Все трещало и рушилось. Третьего сентября Франция и Англия объявили войну Гитлеру. И я решил, что он очень скоро победит их…
Таусен замолчал. Молчали и гости. Лицо Таусена выражало мучительное страдание, но усилием воли он справился с собой. Сочувствие к сильному страдающему человеку испытывали друзья — к человеку, умеющему подавлять и скрывать свою боль.
Гости не решались дальше расспрашивать.
— Да, — сказал наконец Таусен, — тогда меня постиг второй страшный удар. Мой сын…

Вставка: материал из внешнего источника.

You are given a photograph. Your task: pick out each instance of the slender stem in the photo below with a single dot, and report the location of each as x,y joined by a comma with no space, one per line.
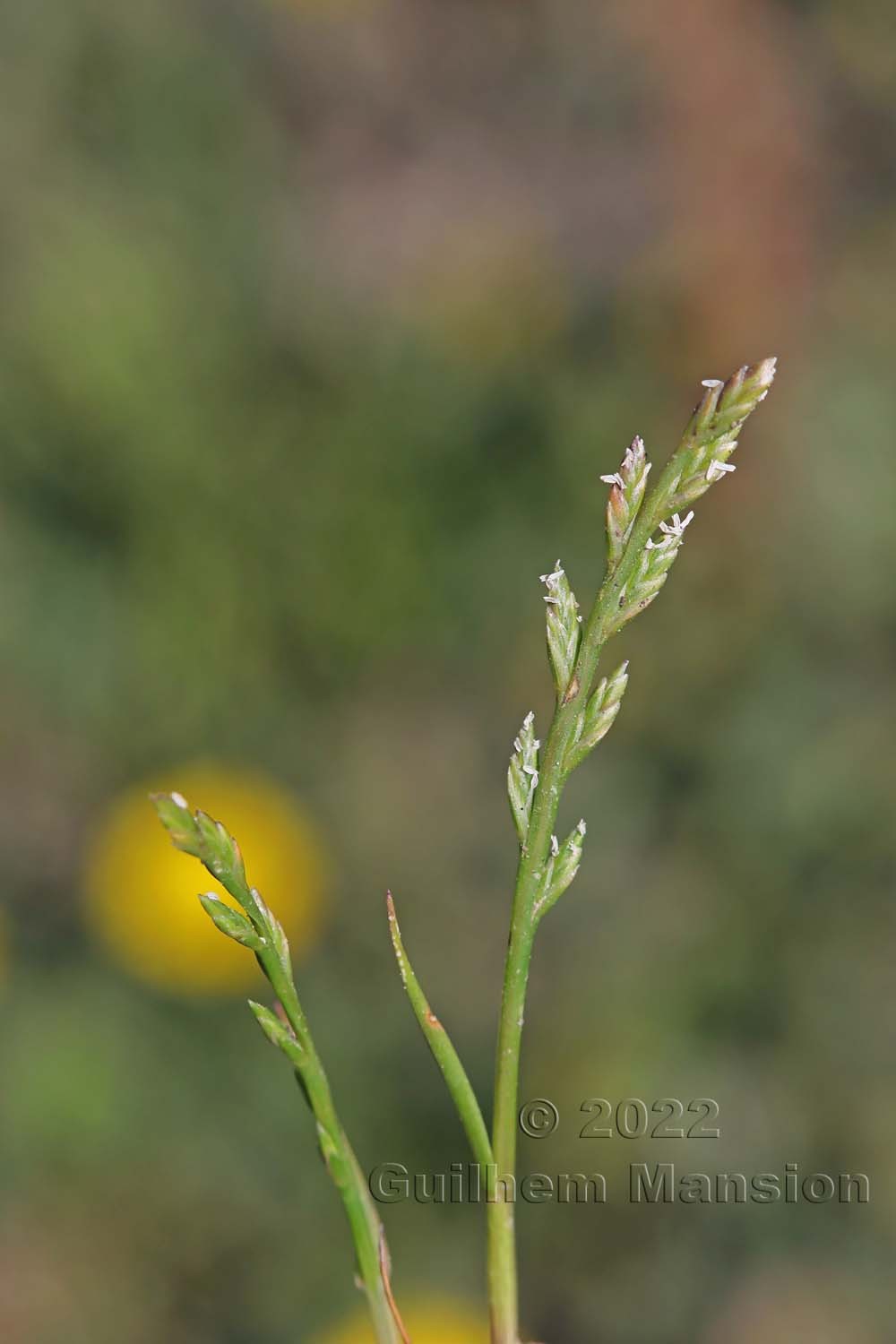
501,1254
339,1156
503,1279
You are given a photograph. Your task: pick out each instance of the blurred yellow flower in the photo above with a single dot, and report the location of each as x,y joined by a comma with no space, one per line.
142,892
432,1320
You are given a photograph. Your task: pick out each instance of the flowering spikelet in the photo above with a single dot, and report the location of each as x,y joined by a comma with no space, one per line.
562,867
651,572
563,628
522,776
712,435
598,715
626,495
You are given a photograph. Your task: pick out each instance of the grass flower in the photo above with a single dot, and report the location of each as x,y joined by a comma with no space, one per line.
142,898
645,531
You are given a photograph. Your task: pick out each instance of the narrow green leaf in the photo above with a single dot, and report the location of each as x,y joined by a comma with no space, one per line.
444,1051
279,1032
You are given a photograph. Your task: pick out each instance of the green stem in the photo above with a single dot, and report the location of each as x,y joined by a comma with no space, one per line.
444,1051
339,1156
501,1253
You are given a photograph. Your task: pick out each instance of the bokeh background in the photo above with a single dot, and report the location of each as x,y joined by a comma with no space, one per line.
319,323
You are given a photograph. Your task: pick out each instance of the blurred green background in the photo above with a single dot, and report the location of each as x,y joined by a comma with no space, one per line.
319,324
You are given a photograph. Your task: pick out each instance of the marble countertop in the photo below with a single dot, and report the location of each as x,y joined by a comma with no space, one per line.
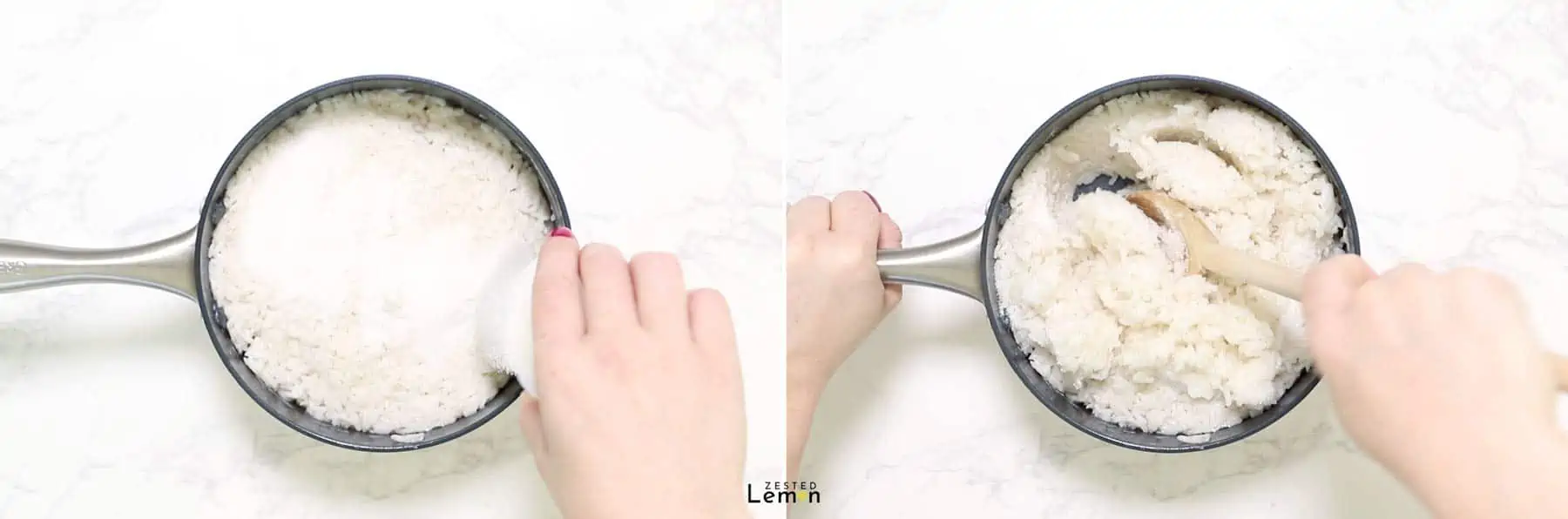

Они не узнали его голоса. Но тут же Таусен снова продолжал обычным тоном, в котором чувствовалось теперь какое-то нарочитое спокойствие:
— Он был чудесный мальчик. Нет, я говорю не как отец. Это было общее мнение.
Его звали Олаф. Он был не в меня — в мать. Красивый, мужественный. И очень горячий, порывистый. Из него вышел бы крупный ученый. Его интересовала физика, радиоактивность. Он поехал учиться в Париж. И там нашел себе невесту: я не видел ее, но знаю, что он не мог сделать плохой выбор. Он писал о ней восторженные письма. Она была польская еврейка. Сын уехал к ней на каникулы летом 1939 года — к ее родителям, а в сентябре немцы разгромили Польшу.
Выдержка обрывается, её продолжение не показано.